Two months into the merger that formed CommonSpirit Health, rising expenses and slumping revenue led to a $100 million operating loss in the quarter that ended March 31.
The Chicago-based health system created through the Feb. 1 merger of Catholic Health Initiatives and Dignity Health reported the loss in the third quarter of its fiscal 2019. It represented a noteworthy swing from the system's operating gain of $144 million in the prior-year period. The earlier period was derived by combining the results of the two separate systems. CommonSpirit's operating margin fell from 2% to -1.4% in that time as expense growth far outpaced a slight decline in revenue.
Not-for-profit CommonSpirit's overall revenue dipped by $57 million year-over-year to just under $7.3 billion in the recently ended quarter, despite a 1.4% increase in net patient revenue. The decline was entirely in categories labeled "other operating revenue" and "revenue from health-related activities." Dignity spokesman Dan Loeterman said the former is related to the sale of U.S. HealthWorks. Dignity agreed last year to merge that company with Select Medical's Concentra in exchange for $505 million and a 20% ownership stake in the combined company.
In an analysis of its performance, CommonSpirit representatives wrote that within overall revenue, net patient revenue increased year-over-year due in part to sicker patients and the addition of two Arizona hospitals Dignity bought in June 2018. The system said revenue was offset by increases in implicit price concessions, which is a new way some hospitals report bad debt, and less money coming from U.S. HealthWorks.
The health system's expenses grew 2.6% year-over-year. CommonSpirit's largest expense increase was in purchased services, which jumped 3.3%. The system explained that was because of increased medical fees, repairs, maintenance costs and costs related to the consolidation of the new Arizona hospitals. Supplies grew 1.9%, which the system said was primarily due to the decline in value of CommonSpirit's investment in the stock of a third-party group purchasing organization and increased pharmaceutical costs.
Strong investment returns helped CommonSpirit's net income grow to $500 million in the third quarter, compared with $213 million in the prior-year period. CommonSpirit drew $666 million in investment income during the quarter—almost three-quarters of that in the form of unrealized gains—compared with $64 million in the prior-year period.

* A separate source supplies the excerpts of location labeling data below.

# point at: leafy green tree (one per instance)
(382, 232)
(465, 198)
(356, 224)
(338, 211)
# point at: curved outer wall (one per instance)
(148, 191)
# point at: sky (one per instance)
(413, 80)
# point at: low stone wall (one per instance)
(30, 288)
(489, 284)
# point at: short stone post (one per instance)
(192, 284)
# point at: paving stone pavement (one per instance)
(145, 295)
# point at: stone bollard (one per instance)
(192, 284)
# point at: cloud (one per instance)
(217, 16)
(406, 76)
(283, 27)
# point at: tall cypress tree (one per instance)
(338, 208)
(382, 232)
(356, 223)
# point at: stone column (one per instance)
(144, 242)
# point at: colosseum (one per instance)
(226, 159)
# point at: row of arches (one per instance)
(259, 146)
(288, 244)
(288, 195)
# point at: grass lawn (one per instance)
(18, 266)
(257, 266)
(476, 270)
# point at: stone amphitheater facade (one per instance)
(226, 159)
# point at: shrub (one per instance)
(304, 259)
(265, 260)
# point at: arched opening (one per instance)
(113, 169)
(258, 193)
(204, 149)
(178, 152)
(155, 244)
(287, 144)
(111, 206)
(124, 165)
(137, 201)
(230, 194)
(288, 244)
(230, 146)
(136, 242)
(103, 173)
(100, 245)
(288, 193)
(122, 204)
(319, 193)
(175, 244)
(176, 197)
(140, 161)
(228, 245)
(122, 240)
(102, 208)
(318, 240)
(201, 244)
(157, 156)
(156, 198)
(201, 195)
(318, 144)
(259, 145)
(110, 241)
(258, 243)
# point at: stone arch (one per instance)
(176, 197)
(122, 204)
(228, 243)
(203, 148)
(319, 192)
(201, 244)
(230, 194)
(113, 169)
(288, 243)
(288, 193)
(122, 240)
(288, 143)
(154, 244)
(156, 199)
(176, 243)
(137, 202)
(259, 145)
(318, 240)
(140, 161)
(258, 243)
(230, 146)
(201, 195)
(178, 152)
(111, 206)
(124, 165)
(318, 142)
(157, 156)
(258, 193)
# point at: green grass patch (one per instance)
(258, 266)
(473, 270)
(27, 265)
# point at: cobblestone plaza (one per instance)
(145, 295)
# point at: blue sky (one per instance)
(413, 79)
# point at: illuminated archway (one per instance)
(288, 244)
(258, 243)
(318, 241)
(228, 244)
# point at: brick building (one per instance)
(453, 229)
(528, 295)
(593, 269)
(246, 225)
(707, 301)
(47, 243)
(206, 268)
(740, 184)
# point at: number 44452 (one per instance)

CommonSpirit's cash from operating activities dwindled in the quarter. The system used $66 million for operating activities, compared with $390 million in cash provided by operating activities in the prior-year period. Admissions fell nearly 2% year-over-year, to about 211,000. Acute inpatient days declined almost 1% in that time to about 992,000. Patient days were mostly flat.
CommonSpirit Chief Financial Officer Daniel Morissette said in a statement that the third-quarter results represent a significant step toward creating a strong operational foundation for the new organization.
"We posted strong results in patient volumes and in our investment portfolio," he said. "The results included some expected costs relating to our integration work, and we remain focused on making operational progress moving forward."